Walking Iris for Container Gardens and More

Sie kennen das alte Sprichwort, dass Geduld eine Tugend ist? Nun, ich habe vor kurzem gelernt, dass das wirklich stimmt, als meine Wander-Schwertlilie ‚Regina‘ mehrere Jahre nach der Pflanzung endlich ihre ersten Blüten ansetzte. Ich dachte schon, ich müsste sie ausreißen und woanders hinpflanzen, als sie mir endlich diese Blüten schenkte und sich das Warten mehr als gelohnt hat.

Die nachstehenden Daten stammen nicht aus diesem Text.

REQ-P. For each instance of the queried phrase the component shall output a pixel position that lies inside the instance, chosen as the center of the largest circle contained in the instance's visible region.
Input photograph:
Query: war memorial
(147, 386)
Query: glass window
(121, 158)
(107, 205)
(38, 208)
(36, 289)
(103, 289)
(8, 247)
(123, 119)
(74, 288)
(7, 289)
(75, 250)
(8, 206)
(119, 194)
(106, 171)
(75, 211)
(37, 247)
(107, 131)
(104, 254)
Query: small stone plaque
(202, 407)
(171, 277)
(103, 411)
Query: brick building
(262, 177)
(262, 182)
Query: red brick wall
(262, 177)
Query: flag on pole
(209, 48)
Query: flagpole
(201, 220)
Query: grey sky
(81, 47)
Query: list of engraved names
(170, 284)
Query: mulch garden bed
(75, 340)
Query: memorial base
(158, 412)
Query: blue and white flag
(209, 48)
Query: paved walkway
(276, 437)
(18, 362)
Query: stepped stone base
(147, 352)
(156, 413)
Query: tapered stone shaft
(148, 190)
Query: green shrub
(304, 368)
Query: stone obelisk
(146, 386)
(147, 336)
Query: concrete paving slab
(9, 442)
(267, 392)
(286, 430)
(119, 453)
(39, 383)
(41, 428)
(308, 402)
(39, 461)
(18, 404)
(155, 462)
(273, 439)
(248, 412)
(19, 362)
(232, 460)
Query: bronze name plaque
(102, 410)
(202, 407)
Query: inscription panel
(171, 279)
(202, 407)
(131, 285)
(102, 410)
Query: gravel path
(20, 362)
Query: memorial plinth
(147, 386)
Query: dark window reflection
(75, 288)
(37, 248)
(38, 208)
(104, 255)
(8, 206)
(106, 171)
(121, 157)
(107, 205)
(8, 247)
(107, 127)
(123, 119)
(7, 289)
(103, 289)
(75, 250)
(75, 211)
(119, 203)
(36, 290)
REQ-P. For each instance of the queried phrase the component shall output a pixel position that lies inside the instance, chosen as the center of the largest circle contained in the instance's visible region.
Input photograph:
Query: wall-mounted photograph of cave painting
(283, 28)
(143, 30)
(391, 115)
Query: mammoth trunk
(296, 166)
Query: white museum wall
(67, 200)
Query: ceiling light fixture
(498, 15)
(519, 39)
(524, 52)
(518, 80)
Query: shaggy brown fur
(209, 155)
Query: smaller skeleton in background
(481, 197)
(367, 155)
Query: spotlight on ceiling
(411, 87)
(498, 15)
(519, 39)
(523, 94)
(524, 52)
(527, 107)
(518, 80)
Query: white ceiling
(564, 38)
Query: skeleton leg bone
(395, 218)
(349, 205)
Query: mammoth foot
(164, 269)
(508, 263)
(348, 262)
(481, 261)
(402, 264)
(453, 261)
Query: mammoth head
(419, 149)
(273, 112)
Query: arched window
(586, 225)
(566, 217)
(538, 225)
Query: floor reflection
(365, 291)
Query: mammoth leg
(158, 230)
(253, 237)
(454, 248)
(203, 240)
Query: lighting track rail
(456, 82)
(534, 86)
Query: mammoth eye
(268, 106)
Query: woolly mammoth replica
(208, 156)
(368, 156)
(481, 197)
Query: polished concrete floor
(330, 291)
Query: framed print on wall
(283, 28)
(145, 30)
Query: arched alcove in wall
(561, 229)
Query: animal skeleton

Walking Iris for Container Gardens and More

Walking Iris (Neomarica caerulea) ist ein zartes Immergrün. Sie ist keine echte Schwertlilie, aber eng mit ihr verwandt, wie das stachelige Laub und die kunstvollen Blüten zeigen. Sie kann in den Zonen 7 bis 11 im Freien kultiviert werden (Gärtner in Zone 7 sollten ihr im Winter etwas mehr Schutz bieten), und Gärtner in kühleren Zonen können sie erfolgreich in einem großen Kübel anbauen. Da die Gehende Schwertlilie einen gleichmäßig feuchten Boden bevorzugt (obwohl sie ziemlich trockenheitstolerant ist, sobald sie sich etabliert hat), kann es sogar sein, dass Exemplare im Container besser gedeihen und blühen als solche, die draußen im Boden stehen. Außerdem halten die einzelnen Blüten weniger als einen Tag, so dass Sie in einem Gefäß in der Nähe eine bessere Chance haben, das Spektakel zu sehen. Die Pflanze ist ziemlich groß, daher sollten Sie sich vergewissern, dass Sie Platz für sie haben, wo immer Sie sie anbauen möchten. Die immergrünen Blattspreiten werden 3 bis 4 Meter hoch und vertragen volle Sonne bis Halbschatten.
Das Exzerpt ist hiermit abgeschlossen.